For several models this works like a charm, but the following Stochastic Block Model I have not been able to get to work. It can be sampled from using NUTS, and
pm.sample_prior_predictive() works fine as well, but if I use SMC I get the error
TypeError: index must be integers or a boolean mask.
aesara.printing.Print() commands, it seems as if the indexing I use to construct
edge_prob is where the issue resides, as
zp is printed fine, but
ep_print is never reached.
Is there a fundamental difference in how SMC uses the model definition compared to NUTS?
Note: I switched to the recently released PyMC 4.0 version, but it didn’t change the error.

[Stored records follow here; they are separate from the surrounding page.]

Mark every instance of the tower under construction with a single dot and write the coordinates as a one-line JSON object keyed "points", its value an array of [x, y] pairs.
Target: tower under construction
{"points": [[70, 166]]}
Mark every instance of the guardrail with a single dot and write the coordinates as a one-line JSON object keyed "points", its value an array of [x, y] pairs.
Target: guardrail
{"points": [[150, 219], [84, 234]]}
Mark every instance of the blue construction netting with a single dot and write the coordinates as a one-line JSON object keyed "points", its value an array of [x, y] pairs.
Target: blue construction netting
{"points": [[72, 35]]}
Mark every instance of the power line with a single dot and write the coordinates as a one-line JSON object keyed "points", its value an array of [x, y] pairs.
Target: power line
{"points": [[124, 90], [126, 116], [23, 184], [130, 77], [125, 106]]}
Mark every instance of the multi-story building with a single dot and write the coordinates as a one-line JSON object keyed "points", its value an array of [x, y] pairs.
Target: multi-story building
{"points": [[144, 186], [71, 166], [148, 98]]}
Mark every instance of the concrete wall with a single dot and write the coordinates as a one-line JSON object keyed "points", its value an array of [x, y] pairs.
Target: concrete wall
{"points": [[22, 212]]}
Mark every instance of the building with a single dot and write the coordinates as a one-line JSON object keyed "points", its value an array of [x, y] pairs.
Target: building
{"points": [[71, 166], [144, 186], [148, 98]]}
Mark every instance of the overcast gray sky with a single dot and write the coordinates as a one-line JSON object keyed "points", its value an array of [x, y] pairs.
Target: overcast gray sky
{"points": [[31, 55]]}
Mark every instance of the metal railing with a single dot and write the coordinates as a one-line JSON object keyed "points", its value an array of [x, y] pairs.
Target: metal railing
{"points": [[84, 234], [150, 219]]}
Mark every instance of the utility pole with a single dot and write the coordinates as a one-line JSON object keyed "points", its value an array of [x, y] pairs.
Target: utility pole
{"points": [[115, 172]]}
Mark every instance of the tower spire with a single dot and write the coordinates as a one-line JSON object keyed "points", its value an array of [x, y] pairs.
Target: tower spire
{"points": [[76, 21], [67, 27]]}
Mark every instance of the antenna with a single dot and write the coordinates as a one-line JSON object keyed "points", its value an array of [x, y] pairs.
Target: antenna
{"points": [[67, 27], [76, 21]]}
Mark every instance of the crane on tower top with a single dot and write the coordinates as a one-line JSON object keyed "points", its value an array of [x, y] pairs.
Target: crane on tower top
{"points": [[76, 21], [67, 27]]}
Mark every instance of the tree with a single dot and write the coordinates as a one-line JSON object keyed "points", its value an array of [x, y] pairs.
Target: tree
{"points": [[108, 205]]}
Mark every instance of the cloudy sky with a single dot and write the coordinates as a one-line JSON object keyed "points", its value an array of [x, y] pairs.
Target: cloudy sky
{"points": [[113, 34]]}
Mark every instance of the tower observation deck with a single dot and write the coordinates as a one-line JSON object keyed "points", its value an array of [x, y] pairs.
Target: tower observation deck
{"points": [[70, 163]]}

import numpy as np import aesara.tensor as at import aesara.printing as ap import pymc as pm K = 3 # number of latent blocks n = 20 # number of nodes triu_indices = np.triu_indices(n, k=1) adj_vec = np.random.binomial(n=1, p=0.3, size=int(n*(n-1)/2)) a = b = 1 model = pm.Model() with model: pi = pm.Dirichlet('pi', a=np.ones(K), shape=K) z = pm.Categorical('z', p=pi, shape=n) m = int(K * (K + 1) / 2) # sample just the lower/upper triangle of K x K matrix \rho, # then transform the triangular matrix into the symmetric matrix \rho rho_vec = pm.Beta('rho_vec', alpha=a, beta=b, shape=m) tmp = pm.math.expand_packed_triangular(K, rho_vec) tmp += at.transpose(tmp) rho = pm.Deterministic('rho', tmp - 0.5 * at.diag(at.diagonal(tmp))) z_print = ap.Print('zp')(z) edge_prob = pm.Deterministic('p', rho[(z_print.reshape((n, 1)), z_print.reshape((1, n)))][triu_indices]) ep_print = ap.Print('epp')(edge_prob) A = pm.Bernoulli('A', p=ep_print, observed=adj_vec) # pp = pm.sample_prior_predictive(samples=5) # <-- works # trace_nuts = pm.sample(cores=1) # <-- works trace_smc = pm.sample_smc(cores=1) # <-- 'TypeError: index must be integers or a boolean mask'
Thanks for your help!